News > Snow disruption costs UK £280 million a day
The snow chaos that hit the country during parts of the winter was a boon for the country’s satirists and provided many of the nation's children with a thoroughly enjoyed few days off. But there were some negative sides to so much of the white stuff falling from the sky all at once. There were the personal events events such as accidents and injury, and then there were the wider effects of the transport shutdowns suffered throughout Britain, some of which lasted for several weeks.

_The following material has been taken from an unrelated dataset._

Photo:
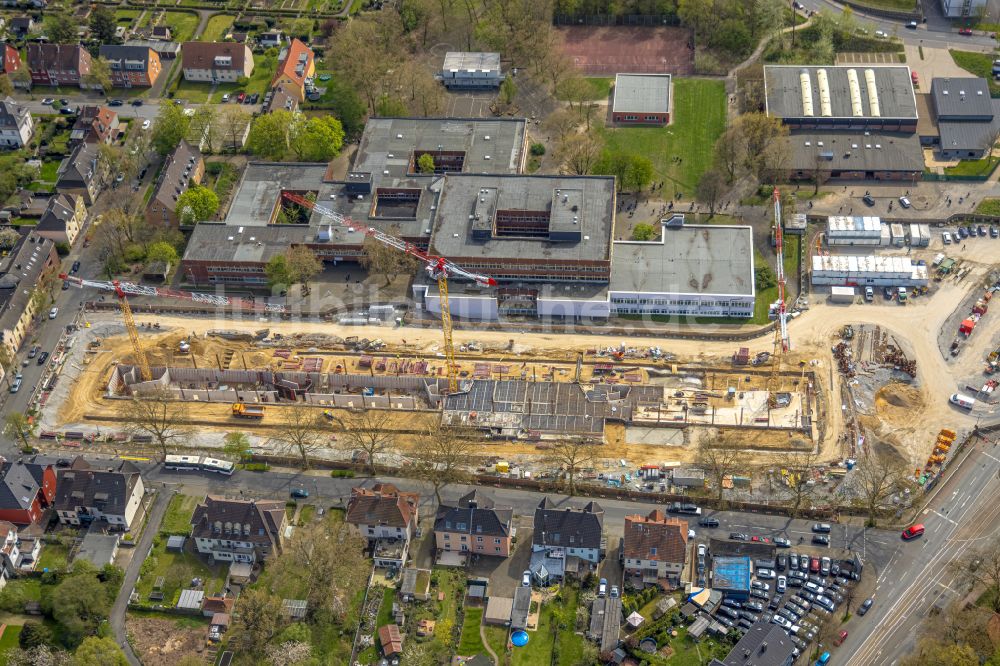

One area of real concern was the effect of the weather on the country's economy, since there had been a great deal of anecdotal evidence of local businesses coming under strain. Now new figures have emerged that confirm those fears. It turns out that the big freeze was a very expensive event indeed, and in more ways than one. Transport Secretary Philip Hammond has revealed that transport disruption over the winter cost the UK economy about £280m a day at the height of the bad weather. However in evidence given to the House of Commons Transport Committee enquiry into the disruption, Mr Hammond maintained that the rail network had operated “quite well given the extreme conditions”. But he said that flow of information from the rail networks to their customers about the ongoing disruption had been “inadequate” at best. While the rail networks were enjoying some ministerial support, BAA, which runs Heathrow airport, was not so lucky. Mr Hammond said that Heathrow had failed to adequately manage the extreme weather that almost brought the airport to a complete halt in the days before Christmas. He claimed that as a consequence the airport suffered “”enormous damage” to its reputation from cancellations and delays just before Christmas. This in spite of the enormous sums BAA had clearly spent trying to manage the situation.
The figures made interesting reading, giving as they do a quantifiable cost to current winter disruptions, and are sure to re-open the UK winter readiness debate. A good transport system is vital to any economy, which makes its effectiveness a political issue. All governments have to strike a balance between how much money they should spend – and encourage others to spend – on preventative measures that will only be needed occasionally, against the overall cost to the country when extreme weather hits with less measures in place. Until now the balance has been on the ‘cope with it when it hits’ side of the debate. But with the climate change models predicting more extreme weather as global temperatures rise, the balance may be starting to shift. After all £1.1 billion every four days provides an awful lot of reasons to ask if we have the balance right.